Liam should have had that, too.
“The money Grandpa gave her for me, she was spending it on drugs. When Grandpa would question my lack of clothes or the wear on my shoes, I would make up lies to cover for her. I lied because she was my mother. I loved her. And I guess…I was worried about what would happen if my grandpa found out where his money was being spent. I didn’t want him to walk out of my life. The weekends I spent with him at his house were…important to me.”
“I don’t think he would have left you. It sounds like he loves you a lot.”
“Yeah.” He gives a sad smile. “I know that now. But, back then, I was a kid who didn’t know better. Just before she died, my grandpa grew suspicious. He turned up early one Saturday morning to pick me up, and he caught her drug dealer boyfriend leaving the house. My mother always made sure not to have him around when my grandpa came for me. She didn’t want him figuring out where his money was going and cutting her off. But Grandpa saw him. He’s not a stupid man. That’s when the problems began. I remember my grandpa asking me questions about Russ, my mother’s boyfriend. I tried not to give anything away, but the seed of doubt was there…and I guess he figured out the rest.
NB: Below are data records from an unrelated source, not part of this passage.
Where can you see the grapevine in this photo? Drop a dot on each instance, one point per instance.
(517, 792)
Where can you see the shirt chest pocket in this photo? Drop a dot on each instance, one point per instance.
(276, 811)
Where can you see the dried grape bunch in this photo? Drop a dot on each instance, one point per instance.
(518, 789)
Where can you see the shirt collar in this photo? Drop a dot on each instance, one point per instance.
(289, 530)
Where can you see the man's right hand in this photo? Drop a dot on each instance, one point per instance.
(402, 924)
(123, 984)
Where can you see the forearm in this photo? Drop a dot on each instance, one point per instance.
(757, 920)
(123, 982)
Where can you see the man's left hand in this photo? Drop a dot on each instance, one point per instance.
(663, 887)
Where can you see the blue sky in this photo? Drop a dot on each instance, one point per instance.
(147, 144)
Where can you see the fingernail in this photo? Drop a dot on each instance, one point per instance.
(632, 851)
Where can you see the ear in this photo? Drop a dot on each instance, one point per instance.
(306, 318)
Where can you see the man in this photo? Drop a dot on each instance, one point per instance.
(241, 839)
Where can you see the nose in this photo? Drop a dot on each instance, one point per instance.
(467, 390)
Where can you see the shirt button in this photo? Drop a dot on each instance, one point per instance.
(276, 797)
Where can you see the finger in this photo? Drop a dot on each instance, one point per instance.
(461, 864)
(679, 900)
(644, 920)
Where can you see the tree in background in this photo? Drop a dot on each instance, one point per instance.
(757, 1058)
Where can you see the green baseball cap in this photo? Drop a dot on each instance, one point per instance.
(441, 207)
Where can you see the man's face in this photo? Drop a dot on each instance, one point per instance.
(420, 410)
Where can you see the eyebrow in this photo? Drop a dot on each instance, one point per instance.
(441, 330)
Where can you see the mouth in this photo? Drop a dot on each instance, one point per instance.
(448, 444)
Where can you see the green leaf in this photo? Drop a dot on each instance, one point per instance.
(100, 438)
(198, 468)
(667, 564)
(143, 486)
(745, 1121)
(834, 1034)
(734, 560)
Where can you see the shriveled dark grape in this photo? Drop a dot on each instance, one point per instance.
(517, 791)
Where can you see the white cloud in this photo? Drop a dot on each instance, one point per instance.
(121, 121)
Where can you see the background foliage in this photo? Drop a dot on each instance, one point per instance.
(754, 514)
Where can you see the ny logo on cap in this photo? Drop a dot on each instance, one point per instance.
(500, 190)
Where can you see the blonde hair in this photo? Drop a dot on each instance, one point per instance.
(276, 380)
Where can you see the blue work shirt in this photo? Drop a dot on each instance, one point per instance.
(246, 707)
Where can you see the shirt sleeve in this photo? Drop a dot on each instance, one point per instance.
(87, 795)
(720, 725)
“The following weekend, my grandpa came to collect me, but he came early again, said he wanted to talk with my mum in private before we left to go to his house. I was told to go to my room. But I sat on the landing and listened in. They were arguing. Grandpa told her that he knew she was a junkie. He said she either stopped using, cleaned herself up, and dumped her dealer boyfriend, or he’d have Russ arrested, and he’d take me from her. He told her that he wouldn’t have her putting me at risk like she was. My mother told him that he couldn’t have me. Grandpa said to her that no court would stop him because of her drug use and the danger she was knowingly placing me in. My mum called his bluff. Told him to get out, that he would never see me again.
“I remember the panic I felt when I heard him leaving the house. I ran down the stairs and out of the house after him. I caught up with him at the garden gate. I pleaded with him not to leave. I could see how much it was hurting him in that moment. I didn’t want him to leave. I was hanging on to his jacket, but my mother pried me off of him. Before she dragged me inside the house, my grandpa knelt in front of me, took my face in his hands, and told me that it would just be this one weekend that I wouldn’t see him. He promised me that he’d be back the following Saturday to pick me up. Told me that he loved me, and he’d always take care of me. Then, he hugged me, and he got in his car and left.”
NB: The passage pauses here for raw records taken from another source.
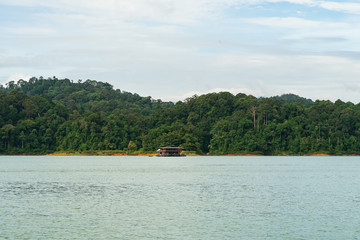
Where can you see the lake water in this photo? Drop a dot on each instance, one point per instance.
(72, 197)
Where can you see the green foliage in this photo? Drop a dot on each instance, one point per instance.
(48, 115)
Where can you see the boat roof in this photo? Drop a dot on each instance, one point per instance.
(170, 148)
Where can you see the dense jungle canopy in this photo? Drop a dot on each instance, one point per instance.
(42, 116)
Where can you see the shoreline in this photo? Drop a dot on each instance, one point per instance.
(191, 154)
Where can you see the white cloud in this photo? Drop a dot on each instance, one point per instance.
(17, 76)
(291, 22)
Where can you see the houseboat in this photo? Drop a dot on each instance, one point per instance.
(170, 152)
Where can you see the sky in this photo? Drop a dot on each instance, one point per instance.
(174, 49)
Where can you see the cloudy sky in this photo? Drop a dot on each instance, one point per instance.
(173, 49)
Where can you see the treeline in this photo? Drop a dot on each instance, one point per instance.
(48, 115)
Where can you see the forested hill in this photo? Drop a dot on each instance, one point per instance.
(48, 115)
(89, 95)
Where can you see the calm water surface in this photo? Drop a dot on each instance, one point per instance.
(179, 198)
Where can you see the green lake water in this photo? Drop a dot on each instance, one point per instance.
(71, 197)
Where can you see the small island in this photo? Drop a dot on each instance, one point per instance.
(60, 116)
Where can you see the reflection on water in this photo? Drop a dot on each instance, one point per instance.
(187, 198)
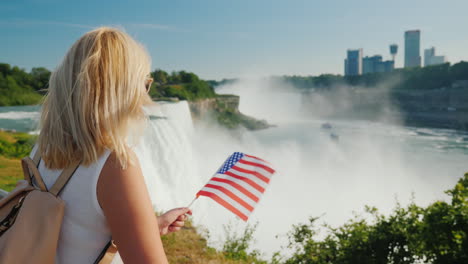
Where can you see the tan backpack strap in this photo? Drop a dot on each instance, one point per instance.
(64, 178)
(107, 254)
(28, 168)
(37, 157)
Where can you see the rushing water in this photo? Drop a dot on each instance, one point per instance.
(369, 164)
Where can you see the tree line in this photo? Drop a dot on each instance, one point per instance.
(19, 87)
(430, 77)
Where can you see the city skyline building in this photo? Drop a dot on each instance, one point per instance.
(353, 62)
(430, 57)
(412, 48)
(376, 64)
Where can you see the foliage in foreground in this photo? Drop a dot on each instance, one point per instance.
(13, 146)
(18, 87)
(435, 234)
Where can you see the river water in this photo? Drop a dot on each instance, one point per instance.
(318, 174)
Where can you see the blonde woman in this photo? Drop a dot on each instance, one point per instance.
(92, 109)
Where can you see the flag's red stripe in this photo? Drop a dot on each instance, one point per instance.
(253, 157)
(223, 203)
(238, 187)
(231, 195)
(256, 173)
(270, 170)
(247, 180)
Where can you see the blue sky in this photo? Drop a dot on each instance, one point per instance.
(224, 39)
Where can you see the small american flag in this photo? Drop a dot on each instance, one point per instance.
(239, 183)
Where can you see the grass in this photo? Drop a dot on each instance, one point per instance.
(10, 173)
(188, 246)
(13, 146)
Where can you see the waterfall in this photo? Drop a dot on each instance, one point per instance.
(166, 156)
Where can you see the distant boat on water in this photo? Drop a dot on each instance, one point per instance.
(326, 126)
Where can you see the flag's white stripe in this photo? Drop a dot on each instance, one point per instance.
(250, 176)
(235, 192)
(228, 200)
(247, 186)
(254, 160)
(254, 168)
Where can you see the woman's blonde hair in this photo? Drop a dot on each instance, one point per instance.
(94, 97)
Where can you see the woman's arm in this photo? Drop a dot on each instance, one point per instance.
(125, 201)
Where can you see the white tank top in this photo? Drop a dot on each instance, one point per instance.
(84, 231)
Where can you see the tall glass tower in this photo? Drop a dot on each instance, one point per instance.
(353, 62)
(412, 48)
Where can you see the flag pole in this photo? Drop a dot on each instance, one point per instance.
(196, 197)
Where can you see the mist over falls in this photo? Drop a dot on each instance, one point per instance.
(370, 164)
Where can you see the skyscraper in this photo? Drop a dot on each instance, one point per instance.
(431, 59)
(412, 48)
(375, 64)
(353, 62)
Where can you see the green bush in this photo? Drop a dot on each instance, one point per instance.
(435, 234)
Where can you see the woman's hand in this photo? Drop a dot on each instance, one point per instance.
(173, 220)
I discreetly wipe away the tear on my cheek. “He came back,” I whisper. “He kept his promise.”
“Yeah, he did.” Liam’s expression softens. But then his eyes harden. “But I didn’t see him for three months. My mother kept her word and wouldn’t let him see me. I knew he was fighting her for access. I saw the letters from the lawyers. I might have been ten, but I knew he was fighting for custody. And…I hated my mother for keeping me from him.” His voice catches.
I look at him, and I can see the agony clear in his eyes.
“I told her I hated her.” His pained gaze comes to mine. “I argued with her a week before she died. I told her that I hated her for keeping my grandpa from me. I didn’t speak to her for a whole week. I ignored her, pretended that she didn’t exist. And then…she didn’t anymore.”
I catch another falling tear, rubbing it away with the back of my hand. “It wasn’t your fault.”
“My last words to her were my fault. They were in anger, yes, but a part of me meant them at that time.”
“You were ten, Liam.”
He lifts a shoulder, like that doesn’t matter. “My mother died, thinking I hated her. I never got the chance to tell her that I didn’t.”
“She knew you didn’t hate her,” I say the words softly.
In my opinion, his mother didn’t deserve his love. She didn’t deserve him, period. But he did love her…still does, I think, and it’s important to him that she knows that even though he thinks she doesn’t.
And I understand needing those you loved who are gone to know just how much you loved them. How much they meant…still mean to you, and just how sorry you truly are for everything.
I’m willingly, without regret, giving up my life to show the ones I love how sorry I am for the way I hurt them.
“She was a lot of things…but she was my mother, and I did love her.”
“She knew, Liam,” I emphasize the words to push them home. I want him to know this.
He shakes his head, like he’s clearing it of those thoughts. “Things were crap in those last three months without my grandpa around,” Liam says quietly, the ache painfully evident in his voice. “I mean, they were never particularly great before, but they got bad. Grandpa cut my mother off financially after she’d stopped him from seeing me. I know now that he was trying to make her see sense. But cutting her off meant he cut me off. I didn’t eat well in those three months.” His eyes slide to the ground. “The money she did get from the government would go straight into the needle that went into her arm.